Más tarde, para mi sorpresa, me invitó a que los acompañara de paseo. Hacía un frío inesperado, el primer aviso del otoño, y mi padre se había puesto una gorra azul ridícula con visera y orejeras y un sobretodo holgado oscuro con cierre delantero. Cada vez que nos deteníamos, nos envolvía un manto de humo dulce; éramos como el rey disfrazado y su predilecto que se habían escapado del palacio para asistir a la feria de los campesinos. Nada podía hacer que mi padre y Old Boy se dieran prisa. Nos detuvimos en cada arbusto y cada cesto rebosante de basura detrás de cada casa silenciosa y oscura. Llegamos hasta el pueblo desierto; la tienda, la oficina de correos, el taller náutico. Había una lancha de carreras del revés, apoyada sobre unos caballetes, con la parte inferior leprosa y necesitada de lija y pintura. Una cadena tintineaba contra el mástil que había frente al correo. Una mujer con una gorra blanca de enfermera pasó conduciendo. Era el único coche que habíamos visto.

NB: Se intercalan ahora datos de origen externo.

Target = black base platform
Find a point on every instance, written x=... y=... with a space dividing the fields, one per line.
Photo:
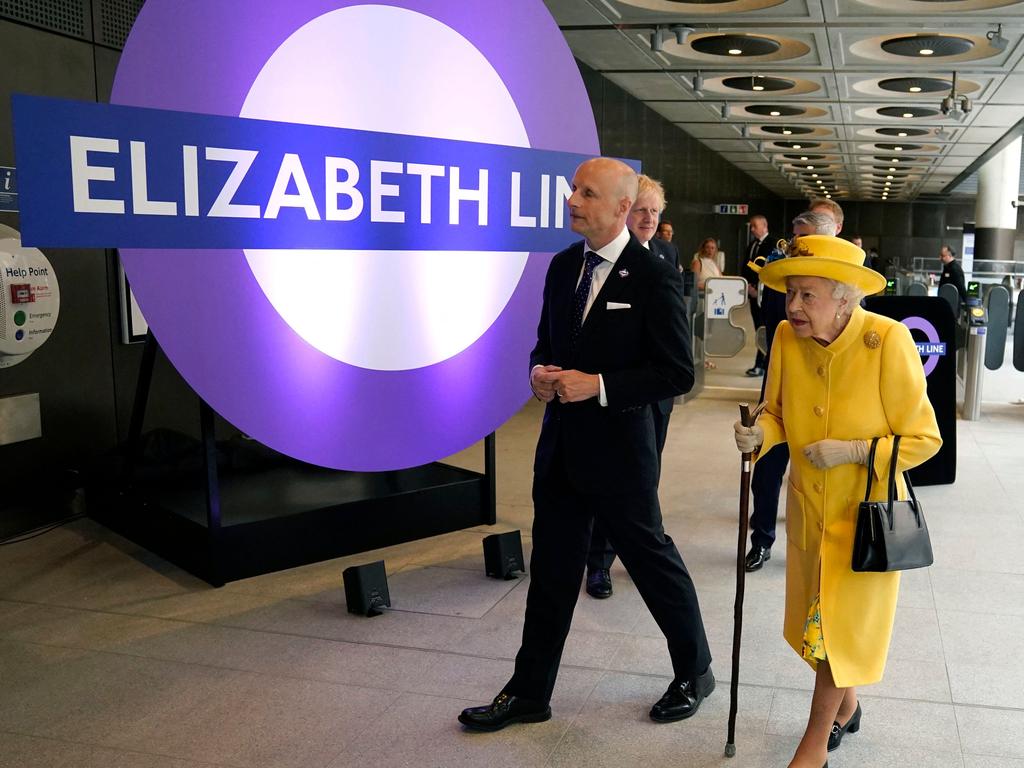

Volvimos sobre nuestros pasos. A medida que se acercaba el amanecer, los pájaros comenzaron a trinar y las hojas de los abedules ondeaban en una brisa que se volvía cada vez más intensa. Más allá de la orilla, el lago iba tomando forma poco a poco, y luego color. Detrás de una puerta, un perro que no veíamos nos ladró, y Old Boy se puso frenético de la curiosidad. “¿Qué pasa? Dime. Dímelo. ¿Qué pasa, Old Boy?”.
A medida que el sol, como la vida que regresa a un cuerpo, se apoderaba del mundo, el haz de la linterna de mi padre fue perdiendo fuerza, hasta que la claridad de algo que volvía a ser nuevo lo absorbió.